If you’re thinking this is a hilarious innocent prank, you’re only right about some of the addresses. In other cases, people who suck and like to scam those seeking legal weed use these dupes as part of elaborate scams that tend to involve getting prepaid online and then sending customers off on a wild grass chase.
If this happens to you, you will want to contact Google support as soon as you discover the listing, unless you like the idea of people turning up looking for prerolls. Judging from the experience of one dramatic poster who thinks cannabis users are drug addicts, it’s quite an inconvenience:
Some one has falsely listed a cannabis shop at my address on google maps. We’ve had drug addicts turning up at our home expecting to be sold cannabis. We have informed the police but there seems to be little they can do about the site it’s self.
I run a small business at home and have my family to protect. This false listing needs to be removed immediately for the safety of our home and neighbours.

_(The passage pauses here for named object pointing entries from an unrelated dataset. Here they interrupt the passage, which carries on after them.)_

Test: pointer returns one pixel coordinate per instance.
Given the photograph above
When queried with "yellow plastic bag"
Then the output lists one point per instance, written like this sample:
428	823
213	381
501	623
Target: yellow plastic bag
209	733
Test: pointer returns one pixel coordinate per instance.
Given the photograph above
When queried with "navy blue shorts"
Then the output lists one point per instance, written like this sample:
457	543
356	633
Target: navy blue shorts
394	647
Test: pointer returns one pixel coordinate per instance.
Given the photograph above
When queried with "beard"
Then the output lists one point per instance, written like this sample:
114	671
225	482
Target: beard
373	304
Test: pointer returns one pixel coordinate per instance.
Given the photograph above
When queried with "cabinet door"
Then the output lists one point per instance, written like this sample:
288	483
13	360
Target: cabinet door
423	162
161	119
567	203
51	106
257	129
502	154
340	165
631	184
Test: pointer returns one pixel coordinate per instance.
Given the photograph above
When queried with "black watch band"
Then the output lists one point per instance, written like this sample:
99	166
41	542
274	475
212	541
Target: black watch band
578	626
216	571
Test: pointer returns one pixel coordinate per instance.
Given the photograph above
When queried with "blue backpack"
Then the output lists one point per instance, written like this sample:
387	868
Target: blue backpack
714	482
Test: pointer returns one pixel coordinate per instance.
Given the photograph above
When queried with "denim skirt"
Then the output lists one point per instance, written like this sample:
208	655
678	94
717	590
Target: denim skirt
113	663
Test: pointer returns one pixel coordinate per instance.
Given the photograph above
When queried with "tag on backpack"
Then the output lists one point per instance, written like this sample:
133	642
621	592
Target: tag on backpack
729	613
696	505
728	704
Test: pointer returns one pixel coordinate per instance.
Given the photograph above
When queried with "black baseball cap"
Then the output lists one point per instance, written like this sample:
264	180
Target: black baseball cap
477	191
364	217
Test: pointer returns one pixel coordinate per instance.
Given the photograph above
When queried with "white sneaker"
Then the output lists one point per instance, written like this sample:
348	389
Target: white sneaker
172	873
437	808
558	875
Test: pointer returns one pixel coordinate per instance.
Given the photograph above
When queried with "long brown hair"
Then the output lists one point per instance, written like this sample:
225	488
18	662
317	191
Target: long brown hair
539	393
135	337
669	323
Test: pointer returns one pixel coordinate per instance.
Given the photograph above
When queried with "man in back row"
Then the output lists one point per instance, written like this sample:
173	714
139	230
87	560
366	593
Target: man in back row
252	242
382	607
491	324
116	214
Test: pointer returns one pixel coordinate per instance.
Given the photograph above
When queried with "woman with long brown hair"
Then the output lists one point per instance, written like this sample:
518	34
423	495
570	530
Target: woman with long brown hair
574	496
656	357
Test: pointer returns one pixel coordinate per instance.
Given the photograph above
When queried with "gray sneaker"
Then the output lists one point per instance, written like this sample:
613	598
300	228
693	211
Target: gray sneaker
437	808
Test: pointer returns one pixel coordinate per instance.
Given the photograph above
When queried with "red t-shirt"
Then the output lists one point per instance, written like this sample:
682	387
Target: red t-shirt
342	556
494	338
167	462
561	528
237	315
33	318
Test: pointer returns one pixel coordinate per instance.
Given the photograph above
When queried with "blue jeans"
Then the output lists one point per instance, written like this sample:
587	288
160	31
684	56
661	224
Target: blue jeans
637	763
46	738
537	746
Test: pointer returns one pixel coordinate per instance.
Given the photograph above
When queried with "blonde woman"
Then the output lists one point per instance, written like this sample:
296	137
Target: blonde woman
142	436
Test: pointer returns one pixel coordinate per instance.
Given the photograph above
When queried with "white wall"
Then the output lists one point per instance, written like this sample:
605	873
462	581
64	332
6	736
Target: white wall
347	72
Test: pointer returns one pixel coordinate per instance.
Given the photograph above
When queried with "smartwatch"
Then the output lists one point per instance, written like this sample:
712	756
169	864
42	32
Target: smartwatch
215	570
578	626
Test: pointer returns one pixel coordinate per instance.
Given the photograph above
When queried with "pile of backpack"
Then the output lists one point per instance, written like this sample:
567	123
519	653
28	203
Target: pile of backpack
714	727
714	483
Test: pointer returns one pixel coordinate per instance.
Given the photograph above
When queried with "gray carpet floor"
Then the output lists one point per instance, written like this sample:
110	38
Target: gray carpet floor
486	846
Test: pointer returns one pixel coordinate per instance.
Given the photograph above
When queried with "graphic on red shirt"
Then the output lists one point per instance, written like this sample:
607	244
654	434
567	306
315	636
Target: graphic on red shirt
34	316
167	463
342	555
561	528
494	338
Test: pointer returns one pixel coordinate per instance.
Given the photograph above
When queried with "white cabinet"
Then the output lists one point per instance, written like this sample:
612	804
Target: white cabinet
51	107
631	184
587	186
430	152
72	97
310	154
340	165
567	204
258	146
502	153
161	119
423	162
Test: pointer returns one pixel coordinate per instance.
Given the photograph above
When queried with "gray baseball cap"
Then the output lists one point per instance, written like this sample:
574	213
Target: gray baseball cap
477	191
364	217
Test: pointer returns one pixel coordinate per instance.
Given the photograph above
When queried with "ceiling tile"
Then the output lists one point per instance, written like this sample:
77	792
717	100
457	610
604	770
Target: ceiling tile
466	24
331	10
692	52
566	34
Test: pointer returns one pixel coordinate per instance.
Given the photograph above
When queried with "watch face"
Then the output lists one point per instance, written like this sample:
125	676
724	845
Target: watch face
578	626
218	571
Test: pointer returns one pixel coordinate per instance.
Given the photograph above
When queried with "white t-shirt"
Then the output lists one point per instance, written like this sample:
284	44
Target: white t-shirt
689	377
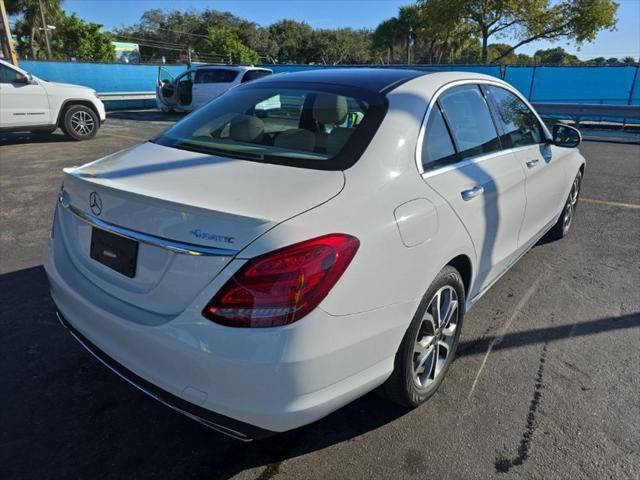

They tried a simple course of action, but the algorithm wasn’t there to help them. In fact it made it worse:
Both myself and a couple of neighbours have clicked on the make suggestions link to report the building as non existent. We have also left negative 1 star reviews warning of this scam. However none of these reviews are displayed! Only the 3 obviously fake 5 star reviews [are displayed].
The complainant continued, “it would appear Google is working in their favour!”
It took 10 days from that initial complaint on the support page for the goliath to respond, reverse course, and finally remove the fake listing.